Pendapat Supeni tak asal bunyi. Di tengah kecamuk Perang Kemerdekaan dan kesibukan mengatur organisasi perempuan, pada 1946 Supeni mendaftarkan diri ke PNI. Posisinya di PNI dan gerakan perempuan pun tak sepele. Supeni menjabat ketua Kowani pada 1948 di mana Maria Ullfah duduk sebagai wakilnya. Pada 1949, Supeni diangkat menjadi anggota dewan partai PNI.

Advertising
Advertising

“Partailah yang dapat mendidik dan memimpin rakyat menuju transformasi masyarakat dari dijajah menjadi merdeka,” kata Supeni dalam memoarnya Supeni Wanita Utusan Negara.

Baca juga: Supeni, Perempuan di Balik Kemenangan PNI

Sejak remaja, Supeni sudah aktif dalam gerakan. Di usia 14 tahun, Supeni sudah melahap bermacam bacaan politik dan ikut mendengarkan ceramah politik. Ia lalu menjabat sebagai wakil ketua Indonesia Muda merangkap Keputrian Indonesia Muda cabang Blitar. Posisi itu mengharuskan Supeni menjadi pembicara di forum-forum pemuda nasionalis.

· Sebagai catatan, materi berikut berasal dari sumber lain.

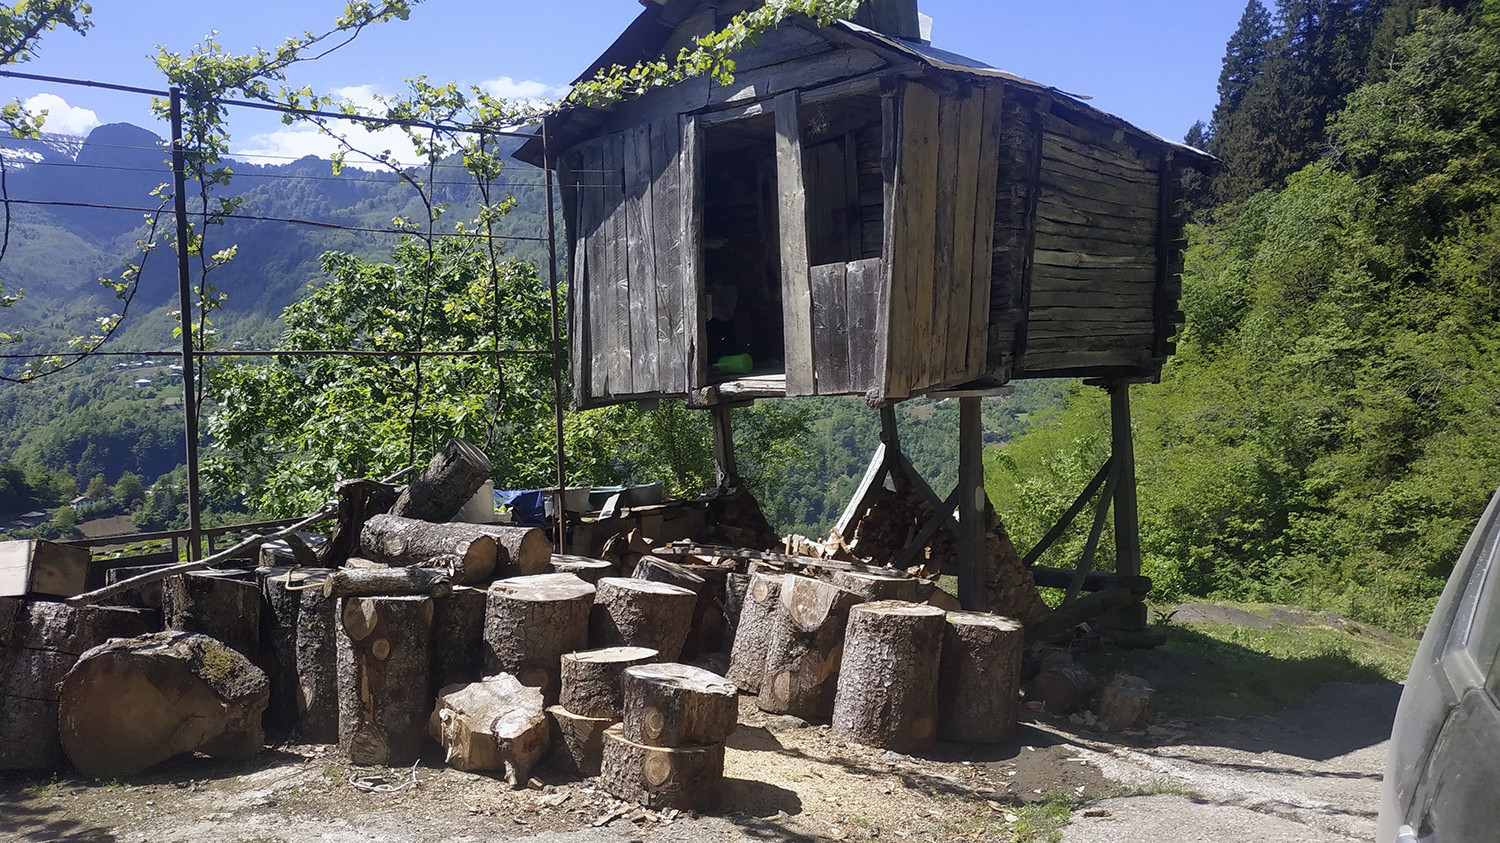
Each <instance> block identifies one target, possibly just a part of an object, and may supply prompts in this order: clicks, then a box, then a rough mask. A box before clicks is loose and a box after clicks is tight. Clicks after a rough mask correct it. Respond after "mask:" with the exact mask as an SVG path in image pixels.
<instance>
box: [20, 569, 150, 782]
mask: <svg viewBox="0 0 1500 843" xmlns="http://www.w3.org/2000/svg"><path fill="white" fill-rule="evenodd" d="M159 627H160V616H159V615H157V613H156V612H147V610H142V609H121V607H114V606H80V607H72V606H68V604H65V603H48V601H40V600H30V601H28V600H21V598H18V597H0V769H65V768H66V766H68V756H66V754H63V745H62V742H60V741H58V738H57V684H58V682H62V681H63V676H66V675H68V670H69V669H72V666H74V664H75V663H77V661H78V655H81V654H83V652H86V651H87V649H90V648H93V646H98V645H101V643H104V642H105V640H108V639H111V637H133V636H138V634H145V633H148V631H153V630H156V628H159Z"/></svg>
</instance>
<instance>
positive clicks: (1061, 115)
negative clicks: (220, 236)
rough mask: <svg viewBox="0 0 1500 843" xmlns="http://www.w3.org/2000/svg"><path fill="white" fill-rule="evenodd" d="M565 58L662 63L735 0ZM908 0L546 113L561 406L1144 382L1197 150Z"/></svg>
mask: <svg viewBox="0 0 1500 843" xmlns="http://www.w3.org/2000/svg"><path fill="white" fill-rule="evenodd" d="M642 5H643V6H645V9H643V10H642V13H640V17H639V18H637V20H636V21H634V23H633V24H631V26H630V27H628V28H627V30H625V33H624V34H621V36H619V39H618V40H616V42H615V43H613V45H610V48H609V49H607V51H604V54H603V55H601V57H600V58H598V60H597V62H595V63H594V65H592V66H591V68H588V69H585V72H583V74H582V78H589V77H592V75H594V74H595V71H598V69H601V68H609V66H613V65H622V66H630V65H633V63H636V62H639V60H648V58H654V57H658V55H661V54H667V55H672V54H675V52H676V51H678V49H679V48H682V46H685V45H690V43H691V40H693V37H694V36H699V34H705V33H709V31H714V30H715V28H717V27H721V26H723V24H724V23H727V20H729V18H730V17H732V15H733V13H736V12H739V10H742V9H744V7H747V6H751V5H754V3H753V0H726V1H720V3H708V1H700V0H642ZM924 23H926V21H924V20H922V18H921V17H919V15H918V12H916V5H915V0H870V1H867V3H865V5H864V6H862V10H861V12H859V15H858V18H856V20H855V21H838V23H835V24H832V26H831V27H826V28H817V27H816V26H814V24H811V23H810V21H795V23H787V24H783V26H781V27H780V28H778V30H775V31H771V33H766V34H765V37H763V39H762V43H760V45H759V46H756V48H753V49H750V51H747V52H744V54H742V55H739V57H736V72H735V80H733V83H732V84H729V86H717V84H712V83H711V81H709V80H705V78H697V80H688V81H685V83H681V84H678V86H675V87H669V89H661V90H654V92H651V93H646V95H643V96H640V98H637V99H633V101H628V102H622V104H615V105H609V107H601V108H573V110H568V111H564V113H562V114H561V115H558V117H555V118H552V120H550V121H549V124H547V148H546V156H547V160H543V144H541V141H540V138H538V139H532V141H531V142H528V144H526V145H525V147H523V148H522V153H520V156H522V157H523V159H528V160H532V162H535V163H547V165H552V166H553V168H555V169H556V172H558V175H559V184H561V195H562V204H564V214H565V223H567V242H568V255H570V258H568V260H570V287H568V296H570V302H568V305H570V318H571V338H573V339H571V342H573V348H571V354H573V360H571V363H573V380H574V396H576V402H577V404H579V405H582V407H597V405H604V404H613V402H619V401H630V399H651V398H663V396H688V399H690V402H691V404H694V405H697V407H708V405H714V404H718V402H729V401H744V399H747V398H771V396H826V395H862V396H865V398H867V399H868V401H870V402H871V404H877V405H885V404H889V402H895V401H901V399H906V398H912V396H918V395H927V393H933V392H938V390H953V389H963V390H977V389H992V387H998V386H1002V384H1005V383H1007V381H1011V380H1014V378H1041V377H1079V375H1082V377H1095V378H1104V380H1107V381H1137V383H1139V381H1143V380H1152V378H1155V377H1158V374H1160V371H1161V365H1163V362H1164V359H1166V357H1167V356H1169V354H1170V353H1172V351H1173V344H1172V338H1173V335H1175V332H1176V329H1178V326H1179V323H1181V318H1182V317H1181V314H1179V311H1178V300H1179V294H1181V285H1179V272H1181V257H1182V245H1181V236H1182V225H1184V219H1182V211H1181V202H1179V189H1178V184H1179V180H1181V175H1182V171H1184V169H1185V168H1206V166H1211V165H1212V160H1214V159H1211V157H1209V156H1206V154H1205V153H1200V151H1197V150H1193V148H1190V147H1184V145H1181V144H1175V142H1170V141H1166V139H1163V138H1158V136H1155V135H1151V133H1148V132H1145V130H1142V129H1137V127H1134V126H1131V124H1128V123H1125V121H1122V120H1119V118H1116V117H1112V115H1109V114H1104V113H1103V111H1098V110H1095V108H1091V107H1089V105H1086V104H1085V102H1082V101H1080V99H1079V98H1076V96H1071V95H1068V93H1064V92H1059V90H1056V89H1050V87H1047V86H1043V84H1037V83H1031V81H1026V80H1022V78H1019V77H1014V75H1011V74H1007V72H1004V71H998V69H993V68H989V66H986V65H983V63H978V62H974V60H971V58H965V57H960V55H954V54H951V52H945V51H942V49H938V48H935V46H933V45H932V43H930V42H929V39H927V34H926V33H924V28H926V27H924Z"/></svg>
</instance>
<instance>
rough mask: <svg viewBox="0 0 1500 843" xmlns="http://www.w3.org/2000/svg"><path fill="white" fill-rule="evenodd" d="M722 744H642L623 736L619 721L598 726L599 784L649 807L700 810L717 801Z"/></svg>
mask: <svg viewBox="0 0 1500 843" xmlns="http://www.w3.org/2000/svg"><path fill="white" fill-rule="evenodd" d="M723 777H724V745H723V744H708V745H694V747H648V745H642V744H637V742H633V741H628V739H625V736H624V726H621V724H616V726H610V727H609V729H607V730H604V757H603V763H601V768H600V784H603V787H604V790H609V792H610V793H613V795H615V796H618V798H621V799H625V801H628V802H636V804H639V805H645V807H648V808H652V810H663V808H676V810H684V811H706V810H711V808H712V807H714V804H715V802H717V801H718V786H720V781H723Z"/></svg>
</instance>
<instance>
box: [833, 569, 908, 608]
mask: <svg viewBox="0 0 1500 843" xmlns="http://www.w3.org/2000/svg"><path fill="white" fill-rule="evenodd" d="M828 580H829V582H832V583H834V585H837V586H838V588H843V589H846V591H853V592H855V594H858V595H859V597H861V598H864V600H870V601H874V600H903V601H907V603H916V586H918V585H921V583H919V582H916V579H915V577H912V576H907V574H906V573H904V571H898V570H894V568H892V570H889V571H879V573H877V571H832V573H831V576H829V577H828Z"/></svg>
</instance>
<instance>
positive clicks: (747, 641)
mask: <svg viewBox="0 0 1500 843" xmlns="http://www.w3.org/2000/svg"><path fill="white" fill-rule="evenodd" d="M781 576H784V574H778V573H775V574H772V573H754V574H750V588H748V591H745V600H744V607H742V609H741V610H739V622H738V631H736V633H735V640H733V646H732V648H730V649H729V676H727V678H729V681H730V682H733V684H735V687H738V688H739V690H742V691H744V693H754V694H757V693H760V678H762V676H765V652H766V643H768V642H769V640H771V631H772V630H774V628H775V622H777V612H778V610H780V606H781Z"/></svg>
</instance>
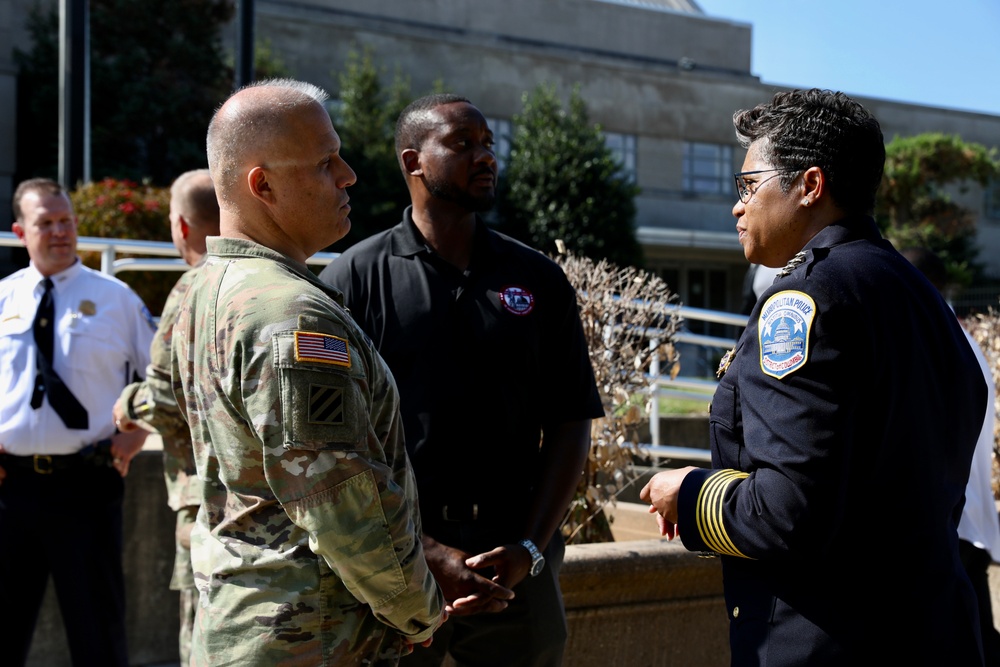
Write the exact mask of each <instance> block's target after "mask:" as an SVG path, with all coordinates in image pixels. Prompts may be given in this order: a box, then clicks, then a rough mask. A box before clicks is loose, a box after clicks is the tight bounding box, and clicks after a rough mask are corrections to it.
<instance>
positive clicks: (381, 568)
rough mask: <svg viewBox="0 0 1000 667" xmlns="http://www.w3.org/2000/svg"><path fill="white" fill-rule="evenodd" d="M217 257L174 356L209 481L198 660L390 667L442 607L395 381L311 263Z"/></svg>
mask: <svg viewBox="0 0 1000 667" xmlns="http://www.w3.org/2000/svg"><path fill="white" fill-rule="evenodd" d="M208 251H209V254H208V255H207V259H206V262H205V264H204V266H203V267H202V269H201V270H200V272H199V275H198V278H197V280H196V281H195V283H194V284H193V285H192V286H191V288H190V289H189V290H188V293H187V296H186V298H185V301H184V303H183V304H182V306H181V311H180V314H179V316H178V319H177V324H176V325H175V327H174V335H173V340H172V352H171V362H172V375H173V379H174V392H175V395H176V397H177V399H178V405H179V407H180V408H181V410H182V411H183V412H185V413H186V414H187V418H188V422H189V423H190V425H191V435H192V440H193V444H194V453H195V460H196V463H197V469H198V474H199V476H200V477H201V478H202V481H203V484H204V498H203V500H204V504H203V505H202V508H201V510H200V512H199V514H198V519H197V522H196V525H195V529H194V532H193V534H192V555H193V560H194V571H195V580H196V583H197V586H198V590H199V593H200V599H199V609H198V616H197V618H196V620H195V630H194V642H193V646H192V664H193V665H209V664H237V665H241V666H243V667H248V666H253V665H260V666H262V667H263V666H265V665H266V666H268V667H273V666H276V665H362V664H364V665H396V664H397V662H398V659H399V656H400V655H401V654H403V653H404V652H406V651H407V650H408V649H407V647H406V646H405V644H404V642H403V637H404V636H405V637H406V638H407V639H408V640H409V641H410V642H412V643H419V642H422V641H424V640H426V639H428V638H429V637H430V636H431V634H432V633H433V631H434V630H435V629H436V626H437V624H438V622H439V619H440V617H441V608H442V604H443V600H442V598H441V594H440V590H439V589H438V587H437V584H436V582H435V581H434V578H433V576H432V575H431V573H430V571H429V570H428V568H427V565H426V562H425V561H424V557H423V550H422V547H421V544H420V523H419V514H418V512H417V509H416V507H417V502H416V483H415V481H414V478H413V473H412V470H411V468H410V465H409V461H408V459H407V456H406V450H405V448H404V445H403V433H402V426H401V421H400V416H399V397H398V394H397V390H396V384H395V381H394V380H393V378H392V375H391V373H390V372H389V369H388V367H387V366H386V365H385V363H384V362H383V361H382V358H381V357H380V356H379V355H378V353H377V352H376V351H375V349H374V347H373V346H372V344H371V341H369V340H368V339H367V337H366V336H365V335H364V334H363V333H362V332H361V330H360V329H359V328H358V327H357V325H355V324H354V322H353V320H352V319H351V318H350V316H349V315H348V314H347V312H346V311H345V310H344V309H343V307H342V306H341V305H340V300H341V296H340V294H339V292H337V291H336V290H334V289H333V288H331V287H329V286H326V285H324V284H323V283H321V282H320V281H319V280H318V279H317V278H316V277H315V276H314V275H313V274H312V273H311V272H309V271H308V270H307V269H306V268H305V267H303V266H302V265H300V264H298V263H296V262H293V261H291V260H289V259H288V258H287V257H285V256H283V255H281V254H279V253H277V252H275V251H273V250H271V249H269V248H266V247H264V246H261V245H258V244H256V243H253V242H251V241H245V240H239V239H227V238H215V237H211V238H209V239H208ZM334 297H335V298H336V302H335V300H334ZM428 353H430V351H428Z"/></svg>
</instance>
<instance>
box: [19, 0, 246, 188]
mask: <svg viewBox="0 0 1000 667" xmlns="http://www.w3.org/2000/svg"><path fill="white" fill-rule="evenodd" d="M232 16H233V3H232V1H231V0H188V1H187V2H182V3H177V2H167V1H166V0H144V1H141V2H140V1H138V0H91V2H90V47H91V48H90V53H91V60H90V82H91V84H90V85H91V94H90V105H91V108H90V118H91V137H90V140H91V172H92V174H93V175H94V177H95V178H103V177H107V176H114V177H118V178H129V179H132V180H136V181H139V180H142V179H144V178H150V179H152V181H153V182H155V183H159V184H164V185H165V184H168V183H170V181H171V180H172V179H173V177H175V176H176V175H177V174H178V173H180V172H182V171H185V170H187V169H191V168H194V167H198V166H204V165H205V163H206V159H205V129H206V128H207V126H208V121H209V119H210V118H211V115H212V112H213V110H214V109H215V107H216V106H217V105H218V104H219V103H220V102H221V101H222V100H223V99H224V98H225V96H226V94H227V93H228V91H229V89H230V87H231V82H232V76H233V75H232V71H231V69H230V68H227V67H226V65H225V62H224V54H223V51H222V45H221V35H220V28H221V27H222V26H223V25H225V24H227V23H228V21H229V20H230V19H231V18H232ZM27 27H28V30H29V32H30V33H31V36H32V39H33V42H34V45H33V49H32V51H31V52H30V53H23V52H18V53H16V54H15V60H16V61H17V63H18V65H19V77H18V78H19V82H18V83H19V90H20V91H21V96H20V97H22V99H23V98H27V99H26V100H25V104H24V105H23V106H22V108H21V113H20V114H19V117H18V134H19V135H20V136H29V137H32V138H33V140H32V141H31V142H27V141H22V142H19V144H20V145H19V154H18V172H19V174H20V175H22V176H36V175H49V176H55V165H56V159H57V153H56V152H55V151H53V150H52V148H53V147H54V146H56V145H57V141H58V139H57V137H58V122H57V116H56V114H57V108H58V73H57V70H58V53H59V49H58V17H57V13H56V9H55V7H51V6H50V7H49V8H48V9H41V8H39V7H38V6H36V8H35V9H34V10H33V11H32V12H31V14H30V16H29V20H28V26H27ZM40 147H41V150H40Z"/></svg>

Keaktifan Supeni dalam gerakan pemuda nasionalis ini mengakibatkannya dinas intelijen politik kolonial, PID, dan menjadi sorotan guru-gurunya di Holandsche Indische Kweekschool Blitar. Supeni ingat perkataan gurunya bahwa ia tak pantas menjadi guru karena membahayakan pendidikan.

“Di kota Blitar aku berkenalan dengan Supeni. Seorang gadis lincah aktivis Indonesia Muda. Nantinya ia menjadi aktivis PNI yang andal,” kata Lasmidjah Hardi, rekan seperjuangan Supeni, dalam Perjalanan Tiga Zaman.

Supeni juga aktif dalam gerakan perempuan dengan ikut mendirikan Persatuan Wanita Madiun usai Jepang kalah perang. Namun, organisasi ini tak bertahan lama dan dilebur menjadi Perwari lewat putusan Kongres Perempuan Indonesia 1945 di Klaten.

Baca juga: Riwayat Berdirinya PNI

Berbekal mengikuti organisasi sejak remaja itulah Supeni bisa menjadi salah satu elite PNI. Ia terpilih menjadi ketua Departemen Pendidikan dan Sosial PNI di samping terpilih menjadi anggota Dewan Pimpinan partai pada 1959.

Ketika terjadi perpecahan di tubuh PNI pada minggu pertama Agustus 1965, Supeni sedang dinas ke luar negeri. Sekembalinya ke Jakarta, ia menemukan kondisi partai yang penuh konflik akibat kebijakan DPP PNI menskorsing beberapa anggota yang dianggap tidak loyal.

Orang-orang yang dianggap PNI gadungan berencana mendirikan PNI tandingan. Supeni, yang khawatir akan kondisi perpolitikan makin memanas, pun menemui Presiden Sukarno untuk meminta bantuan.

“Saya minta kepada Bung Karno untuk memerintahkan Mas Ali (Sastroamidjojo, Ketum PNI, red.) supaya segera menyelenggarakan Kongres Luar Biasa untuk menyelesaikan masalah penggadungan karena kalau tidak cepat-cepat, saya khawatir Hardi CS akan mengadakan PNI tandingan,” kata Supeni.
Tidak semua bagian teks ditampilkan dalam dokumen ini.